I posted this at comp.std.c++, but I don't think it went through--I'm not trying
to 'cross-post'. :)

I'm curious about the legality of the following construct. It is attempting to
test whether a give type 'T' has a member function 'self'.

template<class T> struct has_self {
    private:
        typedef char small_t;
        typedef char (& large_t)[256];
        template<class U> struct helper {
            template<void (U::*)(void)> struct inner { };
        };
        template<class U> static small_t check( typename helper<U>::template
inner<&U::self>* );
        template<class U> static large_t check( ... );
    public:
        static const bool value = sizeof(check<T>(0)) == sizeof(small_t);
};

struct X { }; // no 'self'

struct Y {
    void self(void) {
        return;
    }
};

int main() {
    std::cout
        << has_self<X>::value << '\n'
        << has_self<Y>::value << &std::endl;
    return 0;
}

This compiles and words as desired on Comeau C++, but I'm wondering if it is
*legal* C++. I'm using it to create an unbounded (theoretically) multi-method
dispatcher, but I need to check where a type has that member function.

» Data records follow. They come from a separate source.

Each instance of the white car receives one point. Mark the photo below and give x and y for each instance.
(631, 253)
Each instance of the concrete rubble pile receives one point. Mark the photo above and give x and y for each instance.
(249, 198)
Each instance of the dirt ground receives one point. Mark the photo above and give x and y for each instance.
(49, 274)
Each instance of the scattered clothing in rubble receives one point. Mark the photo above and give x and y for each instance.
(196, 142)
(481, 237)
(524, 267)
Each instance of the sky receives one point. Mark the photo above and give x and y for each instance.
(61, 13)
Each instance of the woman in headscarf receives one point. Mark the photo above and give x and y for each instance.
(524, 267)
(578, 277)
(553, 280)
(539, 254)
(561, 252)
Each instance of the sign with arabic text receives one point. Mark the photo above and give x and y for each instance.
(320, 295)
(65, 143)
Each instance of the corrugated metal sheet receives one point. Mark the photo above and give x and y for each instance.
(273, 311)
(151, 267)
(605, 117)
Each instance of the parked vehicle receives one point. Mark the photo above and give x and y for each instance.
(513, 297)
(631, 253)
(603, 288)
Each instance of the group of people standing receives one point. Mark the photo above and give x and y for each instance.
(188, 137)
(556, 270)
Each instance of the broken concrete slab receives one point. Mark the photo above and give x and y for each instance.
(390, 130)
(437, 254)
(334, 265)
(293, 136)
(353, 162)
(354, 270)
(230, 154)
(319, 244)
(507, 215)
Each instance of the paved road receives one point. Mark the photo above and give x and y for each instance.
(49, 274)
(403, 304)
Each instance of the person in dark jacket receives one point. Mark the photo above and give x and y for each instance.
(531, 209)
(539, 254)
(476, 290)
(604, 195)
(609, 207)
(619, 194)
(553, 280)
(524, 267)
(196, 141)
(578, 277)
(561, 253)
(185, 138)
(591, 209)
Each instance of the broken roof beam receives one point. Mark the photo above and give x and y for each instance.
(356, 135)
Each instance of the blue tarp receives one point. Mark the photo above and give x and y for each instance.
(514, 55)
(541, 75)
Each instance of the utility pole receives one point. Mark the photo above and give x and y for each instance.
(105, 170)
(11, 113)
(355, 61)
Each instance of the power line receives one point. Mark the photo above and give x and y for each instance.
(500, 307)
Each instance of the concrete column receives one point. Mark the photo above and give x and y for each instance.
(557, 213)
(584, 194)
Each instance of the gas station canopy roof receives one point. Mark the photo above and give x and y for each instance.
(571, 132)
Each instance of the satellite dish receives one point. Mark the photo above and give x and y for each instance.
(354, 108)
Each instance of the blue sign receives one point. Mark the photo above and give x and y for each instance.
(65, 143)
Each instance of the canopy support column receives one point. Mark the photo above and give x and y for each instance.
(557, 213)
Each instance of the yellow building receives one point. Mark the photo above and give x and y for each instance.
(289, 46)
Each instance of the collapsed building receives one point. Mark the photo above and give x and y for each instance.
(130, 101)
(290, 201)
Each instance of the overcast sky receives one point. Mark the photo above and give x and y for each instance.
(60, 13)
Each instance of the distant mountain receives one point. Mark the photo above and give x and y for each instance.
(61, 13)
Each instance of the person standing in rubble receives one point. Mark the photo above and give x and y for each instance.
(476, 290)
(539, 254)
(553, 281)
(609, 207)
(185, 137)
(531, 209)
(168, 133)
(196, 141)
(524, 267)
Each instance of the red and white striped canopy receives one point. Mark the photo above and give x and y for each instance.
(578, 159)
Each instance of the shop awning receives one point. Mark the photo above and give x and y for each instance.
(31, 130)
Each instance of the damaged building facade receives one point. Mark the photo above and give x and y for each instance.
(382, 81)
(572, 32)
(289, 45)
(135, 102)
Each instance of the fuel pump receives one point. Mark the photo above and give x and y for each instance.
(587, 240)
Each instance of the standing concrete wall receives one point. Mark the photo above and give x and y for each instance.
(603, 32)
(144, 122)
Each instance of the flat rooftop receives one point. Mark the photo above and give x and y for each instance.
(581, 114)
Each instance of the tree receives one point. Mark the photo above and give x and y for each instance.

If not,
then I need to revert (at compile-time) to using dynamic_cast.

By the way, I already have it working as long as the object has the following
definition:

struct some_type {
    virtual void self(void) {
        throw this;
    }
};

For a double dispatch:

struct X {
    virtual void self(void) {
        throw this;
    }
};

struct Y : X {
    void self(void) {
        throw this;
    }
};

struct handler {
    typedef const char* return_type;
    inline return_type operator()(X& a, X& b) {
        return "default used";
    }
    inline return_type operator()(Y& a, Y& b) {
        return "Y Y found";
    }
};

int main() {

    typedef TYPELIST(( X, Y )) types;
    MULTI_METHOD(( types, types )) multi;

    X x;
    Y y;

    X& rx = x;
    X& ry = y;

    std::cout << multi( rx, ry, handler() ) << '\n';
    std::cout << multi( ry, ry, handler() ) << &std::endl;

    return 0;
}

With __VA_ARGS__ from C99, I could reduce it to:

MULTI_METHOD(TYPELIST(X, Y), TYPELIST(X, Y)) multi;

The main problem is that the necessity of 'self' is intrusive, so I want to
detect if it exists and if not use a dynamic_cast implementation instead.

Paul Mensonides

(P.S. note to Andrei Alexandrescu...)

Andrei, I haven't tested the performance characteristics when compared to Loki's
multi-methods, but it seems to work fairly quickly. With a good exception
handling mechanism it can be even better.